History

United States
- Name: Ponce De Leon
- Namesake: Ponce De Leon
- Owner: War Shipping Administration (WSA)
- Operator: Waterman Steamship Corp.
- Ordered: as type (EC2-S-C1) hull, MC hull 1193
- Builder: St. Johns River Shipbuilding Company, Jacksonville, Florida
- Cost: $2,680,640
- Yard number: 1
- Way number: 1
- Laid down: 15 August 1942
- Launched: 14 March 1943
- Sponsored by: Mrs.
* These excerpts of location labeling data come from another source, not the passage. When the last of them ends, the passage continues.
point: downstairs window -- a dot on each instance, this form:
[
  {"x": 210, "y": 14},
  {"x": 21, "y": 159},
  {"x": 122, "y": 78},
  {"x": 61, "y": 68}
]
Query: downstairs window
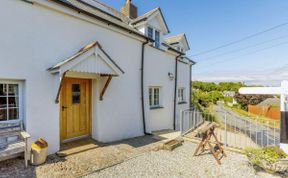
[{"x": 9, "y": 101}]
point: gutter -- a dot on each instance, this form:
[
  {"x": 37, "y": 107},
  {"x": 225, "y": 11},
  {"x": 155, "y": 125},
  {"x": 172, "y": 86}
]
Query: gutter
[
  {"x": 175, "y": 89},
  {"x": 142, "y": 87}
]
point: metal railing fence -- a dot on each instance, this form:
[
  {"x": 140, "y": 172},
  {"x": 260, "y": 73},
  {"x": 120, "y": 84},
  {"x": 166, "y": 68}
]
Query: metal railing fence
[{"x": 233, "y": 130}]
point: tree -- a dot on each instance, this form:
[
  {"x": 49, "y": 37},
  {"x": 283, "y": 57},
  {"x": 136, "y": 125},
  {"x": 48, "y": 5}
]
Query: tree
[{"x": 245, "y": 100}]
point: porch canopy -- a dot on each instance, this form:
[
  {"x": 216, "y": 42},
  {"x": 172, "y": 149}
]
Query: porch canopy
[{"x": 91, "y": 60}]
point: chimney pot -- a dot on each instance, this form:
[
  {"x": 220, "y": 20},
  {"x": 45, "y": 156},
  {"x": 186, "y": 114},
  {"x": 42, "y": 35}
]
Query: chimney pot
[{"x": 129, "y": 10}]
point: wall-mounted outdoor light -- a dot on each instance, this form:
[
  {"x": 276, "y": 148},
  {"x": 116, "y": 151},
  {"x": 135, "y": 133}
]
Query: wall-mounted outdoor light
[{"x": 171, "y": 76}]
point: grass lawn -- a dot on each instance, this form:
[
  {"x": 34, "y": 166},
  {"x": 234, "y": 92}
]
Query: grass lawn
[{"x": 261, "y": 119}]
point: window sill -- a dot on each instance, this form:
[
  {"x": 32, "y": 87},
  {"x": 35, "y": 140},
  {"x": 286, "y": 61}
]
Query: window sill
[
  {"x": 156, "y": 107},
  {"x": 182, "y": 102}
]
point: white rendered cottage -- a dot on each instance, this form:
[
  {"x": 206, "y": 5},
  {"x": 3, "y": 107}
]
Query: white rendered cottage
[{"x": 72, "y": 69}]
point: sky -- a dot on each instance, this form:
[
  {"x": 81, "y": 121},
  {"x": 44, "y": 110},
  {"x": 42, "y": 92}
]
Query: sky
[{"x": 209, "y": 24}]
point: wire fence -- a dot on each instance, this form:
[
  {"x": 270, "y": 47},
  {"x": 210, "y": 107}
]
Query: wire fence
[{"x": 233, "y": 130}]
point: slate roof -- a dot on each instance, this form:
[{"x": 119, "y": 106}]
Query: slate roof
[
  {"x": 105, "y": 13},
  {"x": 145, "y": 16},
  {"x": 176, "y": 39}
]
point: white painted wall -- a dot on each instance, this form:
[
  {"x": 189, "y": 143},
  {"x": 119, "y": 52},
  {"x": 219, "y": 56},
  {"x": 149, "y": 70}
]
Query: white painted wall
[
  {"x": 36, "y": 38},
  {"x": 157, "y": 67},
  {"x": 42, "y": 38}
]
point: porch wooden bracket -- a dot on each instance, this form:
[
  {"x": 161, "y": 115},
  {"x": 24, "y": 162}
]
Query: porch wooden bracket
[
  {"x": 60, "y": 87},
  {"x": 105, "y": 87}
]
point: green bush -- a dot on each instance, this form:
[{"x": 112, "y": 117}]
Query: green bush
[{"x": 269, "y": 154}]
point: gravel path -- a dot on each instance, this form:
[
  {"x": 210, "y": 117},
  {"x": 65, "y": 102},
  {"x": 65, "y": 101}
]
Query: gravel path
[
  {"x": 82, "y": 163},
  {"x": 181, "y": 163}
]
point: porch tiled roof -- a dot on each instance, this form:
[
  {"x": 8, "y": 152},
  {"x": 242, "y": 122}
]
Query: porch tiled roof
[{"x": 82, "y": 51}]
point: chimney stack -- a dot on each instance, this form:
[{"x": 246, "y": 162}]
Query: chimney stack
[{"x": 129, "y": 10}]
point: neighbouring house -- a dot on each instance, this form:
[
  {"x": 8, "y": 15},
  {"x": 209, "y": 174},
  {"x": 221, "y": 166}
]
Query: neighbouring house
[
  {"x": 72, "y": 69},
  {"x": 230, "y": 94},
  {"x": 269, "y": 108}
]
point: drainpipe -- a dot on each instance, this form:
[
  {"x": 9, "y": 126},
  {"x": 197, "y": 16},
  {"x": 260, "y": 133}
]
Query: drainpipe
[
  {"x": 142, "y": 87},
  {"x": 175, "y": 90},
  {"x": 190, "y": 87}
]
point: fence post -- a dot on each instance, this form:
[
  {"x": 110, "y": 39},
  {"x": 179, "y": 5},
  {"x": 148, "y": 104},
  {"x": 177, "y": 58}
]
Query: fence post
[
  {"x": 256, "y": 135},
  {"x": 225, "y": 128}
]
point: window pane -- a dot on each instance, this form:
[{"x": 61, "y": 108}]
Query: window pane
[
  {"x": 150, "y": 97},
  {"x": 3, "y": 102},
  {"x": 13, "y": 89},
  {"x": 156, "y": 96},
  {"x": 75, "y": 93},
  {"x": 150, "y": 33},
  {"x": 3, "y": 114},
  {"x": 13, "y": 102},
  {"x": 13, "y": 114},
  {"x": 157, "y": 39},
  {"x": 3, "y": 90}
]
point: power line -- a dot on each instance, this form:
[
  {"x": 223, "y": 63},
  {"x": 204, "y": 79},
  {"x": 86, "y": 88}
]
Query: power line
[
  {"x": 233, "y": 59},
  {"x": 240, "y": 40},
  {"x": 241, "y": 49}
]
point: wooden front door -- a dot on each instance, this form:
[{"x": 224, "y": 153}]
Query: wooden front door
[{"x": 75, "y": 106}]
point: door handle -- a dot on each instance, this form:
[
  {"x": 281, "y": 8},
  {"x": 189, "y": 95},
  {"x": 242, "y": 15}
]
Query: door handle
[{"x": 64, "y": 107}]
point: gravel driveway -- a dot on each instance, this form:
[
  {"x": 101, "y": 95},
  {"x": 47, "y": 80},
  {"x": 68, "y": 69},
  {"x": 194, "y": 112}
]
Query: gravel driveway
[{"x": 181, "y": 163}]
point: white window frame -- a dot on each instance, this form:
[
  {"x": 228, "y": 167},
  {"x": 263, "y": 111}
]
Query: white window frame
[
  {"x": 181, "y": 95},
  {"x": 152, "y": 97},
  {"x": 155, "y": 43},
  {"x": 149, "y": 27},
  {"x": 20, "y": 96}
]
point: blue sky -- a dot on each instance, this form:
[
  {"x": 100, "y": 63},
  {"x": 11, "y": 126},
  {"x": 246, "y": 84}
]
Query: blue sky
[{"x": 212, "y": 23}]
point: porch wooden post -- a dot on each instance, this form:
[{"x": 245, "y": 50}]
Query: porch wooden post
[{"x": 105, "y": 87}]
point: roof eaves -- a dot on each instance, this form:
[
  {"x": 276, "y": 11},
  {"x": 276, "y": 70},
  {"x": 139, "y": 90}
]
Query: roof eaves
[{"x": 126, "y": 27}]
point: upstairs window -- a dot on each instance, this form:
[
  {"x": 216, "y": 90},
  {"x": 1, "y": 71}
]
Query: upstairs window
[
  {"x": 181, "y": 95},
  {"x": 9, "y": 101},
  {"x": 150, "y": 33},
  {"x": 157, "y": 39},
  {"x": 154, "y": 97}
]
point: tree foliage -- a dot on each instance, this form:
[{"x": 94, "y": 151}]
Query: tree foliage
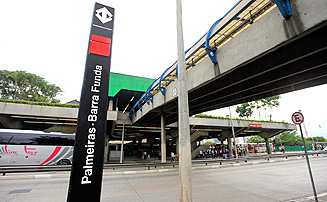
[
  {"x": 246, "y": 109},
  {"x": 287, "y": 138},
  {"x": 21, "y": 85}
]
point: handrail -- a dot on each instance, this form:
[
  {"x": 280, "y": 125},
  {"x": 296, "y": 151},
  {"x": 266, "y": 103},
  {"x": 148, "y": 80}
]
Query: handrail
[{"x": 202, "y": 48}]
J.C. Merrill
- Completed: 30 April 1943
- Identification: Call sign: KHQF; ;
- Fate: Laid up in the, National Defense Reserve Fleet, Mobile, Alabama, 11 April 1947; Sold for scrapping, 10 September 1962, removed from fleet, 9 October 1962;

General characteristics
- Class & type: Liberty ship; type EC2-S-C1, standard;
- Tonnage: 10,865 LT DWT; 7,176 GRT;
- Displacement: 3,380 long tons (3,434 t) (light); 14,245 long tons (14,474 t) (max);
- Length: 441 feet 6 inches (135 m) oa; 416 feet (127 m) pp; 427 feet (130 m) lwl;
- Beam: 57 feet (17 m)
- Draft: 27 ft 9.25 in (8.4646 m)
- Installed power: 2 × Oil fired 450 °F (232 °C) boilers, operating at 220 psi (1,500 kPa); 2,500 hp (1,900 kW);
- Propulsion: 1 × triple-expansion steam engine, (manufactured by General Machinery Corp., Hamilton, Ohio); 1 × screw propeller;
- Speed: 11.5 knots (21.3 km/h; 13.2 mph)
- Capacity: 562,608 cubic feet (15,931 m^{3}) (grain); 499,573 cubic feet (14,146 m^{3}) (bale);
- Complement: 38–62 USMM; 21–40 USNAG;
- Armament: Varied by ship; Bow-mounted 3-inch (76 mm)/50-caliber gun; Stern-mounted 4-inch (102 mm)/50-caliber gun; 2–8 × single 20-millimeter (0.79 in) Oerlikon anti-aircraft (AA) cannons and/or,; 2–8 × 37-millimeter (1.46 in) M1 AA guns;

= SS Ponce De Leon =

Liberty ship of WWII

SS Ponce De Leon was a Liberty ship built in the United States during World War II. She was named after Ponce De Leon, a Spanish explorer and conquistador known for leading the first official European expedition to Florida and the first governor of Puerto Rico.

==Construction==
Ponce De Leon was laid down on 15 August 1942, under a Maritime Commission (MARCOM) contract, MC hull 1193, by the St. Johns River Shipbuilding Company, Jacksonville, Florida; she was sponsored by Mrs. J.C. Merrill, the wife of the president of the St. John's River SB Corp., she was launched on 14 March 1943.

==History==
She was allocated to Waterman Steamship Corp., on 30 April 1943. On 11 April 1947, she was laid up in the, National Defense Reserve Fleet, Mobile, Alabama. She was sold for scrapping, on 10 September 1962, to Gulf Shipyard Industrial Park Co., for $49,799. She was removed from the fleet on 9 October 1962.